All of my thoughts right now seem to be focused around game design viability.
I have a rough outline for a game right now. More or less, anyway. Consider: take the codebase from say, EQ, or DAOC – some fairly simple game (there’s that phrase again!). Now, implement all sorts of shifting story goodness – sort of like AC1’s old story arcs on overdrive. The city that is under seige might actually have the seige lifted, if enough players pitch in to help. Another city is worried about the seige, and is asking for help to build walls, make spears, and do a few other odds and ends. And through it all is knitted an ongoing story that is actually impacted by the players. Weekly (?) content patches arrive that alter the face of the world based on what has been happening recently.
It’s really not a new game. You could probably do this with a UO or EQ emulator (if they were not illegal). It’s just a new take on how that game is run. And how players interact with the world and with each other.

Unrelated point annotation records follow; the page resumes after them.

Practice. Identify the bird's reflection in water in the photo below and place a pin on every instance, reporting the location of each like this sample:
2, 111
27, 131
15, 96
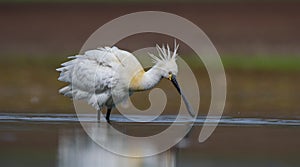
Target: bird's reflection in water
76, 148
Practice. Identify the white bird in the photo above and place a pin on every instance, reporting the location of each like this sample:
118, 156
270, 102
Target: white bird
103, 77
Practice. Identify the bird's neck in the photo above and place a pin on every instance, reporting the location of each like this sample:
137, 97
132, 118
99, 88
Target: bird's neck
146, 80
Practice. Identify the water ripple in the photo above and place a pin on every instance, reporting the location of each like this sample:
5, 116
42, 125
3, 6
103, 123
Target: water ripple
164, 119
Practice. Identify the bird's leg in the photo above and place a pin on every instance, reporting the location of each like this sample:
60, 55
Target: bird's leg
98, 115
108, 114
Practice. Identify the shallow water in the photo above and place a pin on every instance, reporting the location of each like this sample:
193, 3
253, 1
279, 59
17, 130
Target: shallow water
59, 140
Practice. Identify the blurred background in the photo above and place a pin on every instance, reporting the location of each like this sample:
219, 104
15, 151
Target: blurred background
258, 42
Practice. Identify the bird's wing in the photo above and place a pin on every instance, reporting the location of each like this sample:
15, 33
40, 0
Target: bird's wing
93, 72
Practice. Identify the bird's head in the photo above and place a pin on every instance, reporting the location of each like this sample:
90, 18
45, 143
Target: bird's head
166, 65
166, 61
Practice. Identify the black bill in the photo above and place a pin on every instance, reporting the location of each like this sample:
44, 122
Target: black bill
187, 104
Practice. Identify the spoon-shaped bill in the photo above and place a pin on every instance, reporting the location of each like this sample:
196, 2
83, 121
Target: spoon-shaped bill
186, 102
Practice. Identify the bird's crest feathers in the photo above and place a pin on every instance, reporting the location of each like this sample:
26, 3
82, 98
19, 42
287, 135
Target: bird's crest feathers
164, 54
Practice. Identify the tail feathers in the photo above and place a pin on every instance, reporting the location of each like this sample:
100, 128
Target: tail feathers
66, 91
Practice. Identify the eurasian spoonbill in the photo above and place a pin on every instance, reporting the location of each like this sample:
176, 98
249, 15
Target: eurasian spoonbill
106, 76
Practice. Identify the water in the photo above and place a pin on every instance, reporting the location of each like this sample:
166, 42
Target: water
59, 140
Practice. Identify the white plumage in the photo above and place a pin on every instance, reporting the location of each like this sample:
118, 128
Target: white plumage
103, 73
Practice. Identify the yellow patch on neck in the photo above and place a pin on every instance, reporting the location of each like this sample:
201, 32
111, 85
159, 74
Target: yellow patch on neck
136, 80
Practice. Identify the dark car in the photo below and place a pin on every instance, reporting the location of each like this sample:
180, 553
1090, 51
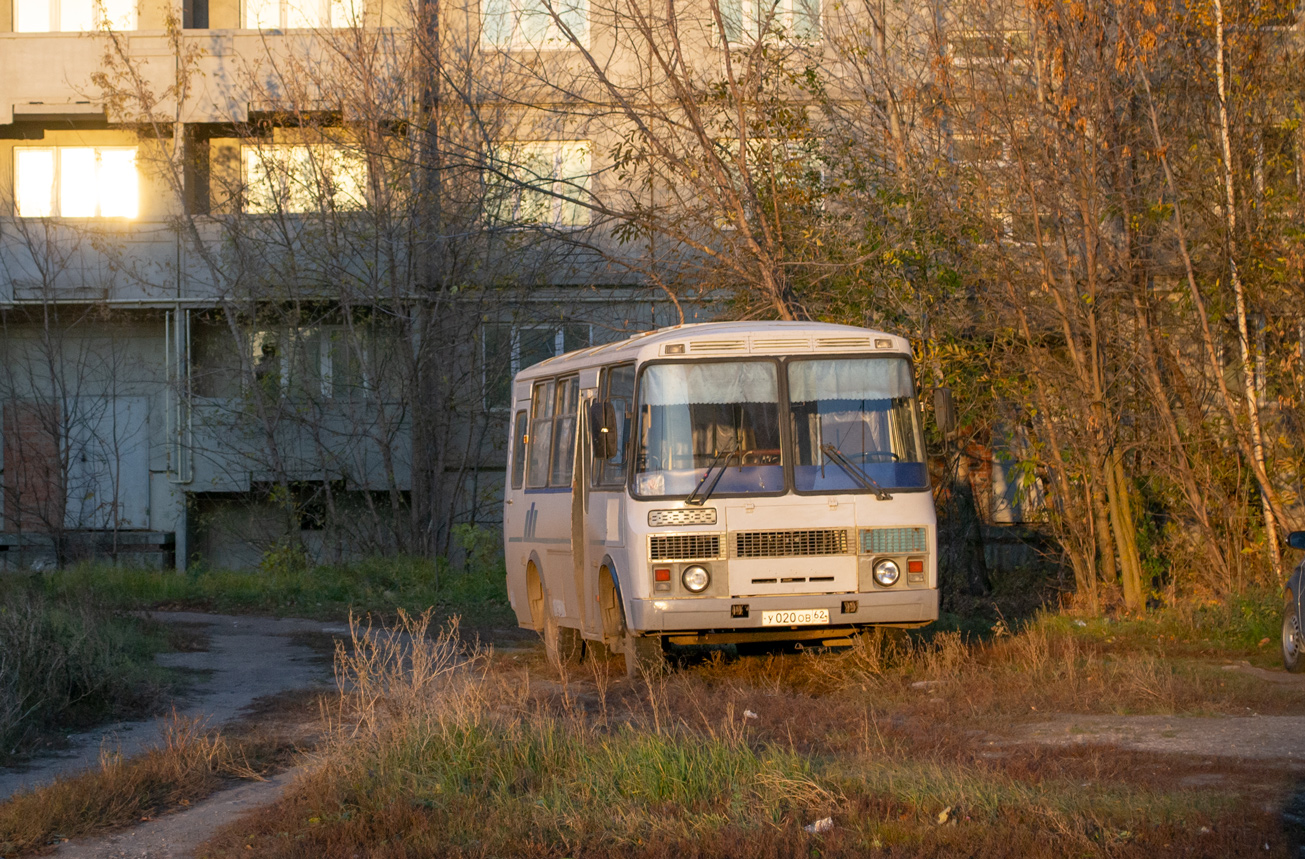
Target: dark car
1292, 659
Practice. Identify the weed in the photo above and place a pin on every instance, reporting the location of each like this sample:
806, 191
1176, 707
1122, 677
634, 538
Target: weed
191, 764
285, 586
440, 749
68, 663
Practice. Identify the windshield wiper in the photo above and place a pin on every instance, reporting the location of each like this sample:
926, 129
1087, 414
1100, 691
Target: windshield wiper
718, 461
855, 471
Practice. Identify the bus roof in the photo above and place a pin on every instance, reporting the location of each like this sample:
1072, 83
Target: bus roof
709, 340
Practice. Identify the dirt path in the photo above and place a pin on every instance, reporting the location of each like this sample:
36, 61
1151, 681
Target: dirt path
248, 658
179, 834
1252, 736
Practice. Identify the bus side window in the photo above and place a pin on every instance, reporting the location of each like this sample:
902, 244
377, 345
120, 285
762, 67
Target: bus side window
540, 443
518, 449
564, 431
617, 388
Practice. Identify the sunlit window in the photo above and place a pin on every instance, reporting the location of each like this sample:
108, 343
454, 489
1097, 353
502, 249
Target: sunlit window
73, 16
534, 24
294, 179
539, 183
308, 15
76, 182
751, 20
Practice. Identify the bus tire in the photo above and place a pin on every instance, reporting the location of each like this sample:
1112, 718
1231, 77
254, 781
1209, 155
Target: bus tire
611, 609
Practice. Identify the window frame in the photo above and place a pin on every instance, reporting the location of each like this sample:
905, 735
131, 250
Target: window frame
56, 180
505, 176
319, 157
355, 11
517, 41
743, 18
514, 340
99, 24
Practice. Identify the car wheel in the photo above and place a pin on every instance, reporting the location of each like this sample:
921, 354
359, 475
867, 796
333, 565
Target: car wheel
1292, 659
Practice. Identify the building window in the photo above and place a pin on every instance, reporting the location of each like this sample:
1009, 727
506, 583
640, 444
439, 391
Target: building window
324, 362
534, 24
508, 349
73, 16
747, 21
76, 182
987, 48
539, 183
302, 15
294, 179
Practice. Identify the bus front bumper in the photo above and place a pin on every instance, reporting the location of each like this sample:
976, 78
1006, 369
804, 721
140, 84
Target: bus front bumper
717, 618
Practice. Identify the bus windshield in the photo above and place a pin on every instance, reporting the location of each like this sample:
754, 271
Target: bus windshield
697, 415
863, 407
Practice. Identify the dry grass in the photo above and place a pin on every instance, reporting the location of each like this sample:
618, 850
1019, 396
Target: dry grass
444, 749
192, 763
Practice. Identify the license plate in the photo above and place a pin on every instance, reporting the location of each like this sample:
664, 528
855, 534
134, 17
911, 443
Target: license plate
795, 616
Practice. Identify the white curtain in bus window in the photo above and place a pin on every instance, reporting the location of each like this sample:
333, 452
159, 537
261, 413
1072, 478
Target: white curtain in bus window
848, 379
723, 383
34, 182
693, 414
540, 435
865, 409
564, 434
518, 451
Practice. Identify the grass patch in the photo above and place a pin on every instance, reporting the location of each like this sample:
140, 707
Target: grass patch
191, 764
439, 749
67, 663
379, 586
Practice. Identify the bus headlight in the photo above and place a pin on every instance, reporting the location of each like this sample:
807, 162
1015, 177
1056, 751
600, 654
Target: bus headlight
696, 578
886, 572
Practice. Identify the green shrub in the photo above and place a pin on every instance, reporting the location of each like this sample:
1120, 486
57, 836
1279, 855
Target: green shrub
68, 663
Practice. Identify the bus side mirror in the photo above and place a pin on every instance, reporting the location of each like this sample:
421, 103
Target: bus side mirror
945, 410
602, 428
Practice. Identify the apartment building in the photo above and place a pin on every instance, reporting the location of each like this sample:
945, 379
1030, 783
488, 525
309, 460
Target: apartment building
265, 265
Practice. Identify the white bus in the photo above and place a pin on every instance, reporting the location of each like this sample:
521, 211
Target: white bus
727, 482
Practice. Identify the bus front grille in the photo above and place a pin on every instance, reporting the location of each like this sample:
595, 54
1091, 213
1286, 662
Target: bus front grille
893, 541
796, 543
684, 547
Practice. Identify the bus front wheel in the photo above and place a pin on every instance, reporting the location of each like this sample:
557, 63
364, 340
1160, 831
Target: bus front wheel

Horizons was supposed to do this: a pve adversary that actually responded to what players did, attacking their towns, trying to take back territory, fighting off incursions. Players able to rebuild old ruined towns, bridges, and such. Some decent ideas there that never really launched well.
Story, story, story – a game where the story IS the game, really, instead of just being the backdrop to create a threadbare illusion of being in a fantasy world.
What I am pondering now is:
Could a game that basically used some “standard game” dynamics, but refocused the entire content base on evolving story, work out? Is there a niche market interested enough in an immersive roleplaying, story-oriented game to snag a small subscriber base? It hasn’t been done, at least not in the modern MMO era. But is that because there are inherent flaws in the concept, or because it just hasn’t been done yet?
This rather goes against the grain for me. I have spent most of my daydreaming time these past years thinking of grandoise MMO designs with intricate, complex systems. New and innovative features galore. Tons of exciting examples of “the way it should be done” – all those cool things that would be designers talk about on various forums out there in the internet. Instead, here I am basically talking about a game design where the only major innovation isn’t even really a part of the gameplay.
It’s also something of a leap of faith. I’m a decent writer, and was always a pretty good tabletop GM – but am I a good enough writer and GM to keep a large number of players interested and engaged for a goodly period of time? It’s certainly something I think I can do better than your average mainstream game – which makes it a GREAT way to differentiate the game from the pack. Everyone talks about story, but the delivery is usually so bad that you *hope* you can ignore it. A game that can really deliver on good story might just work.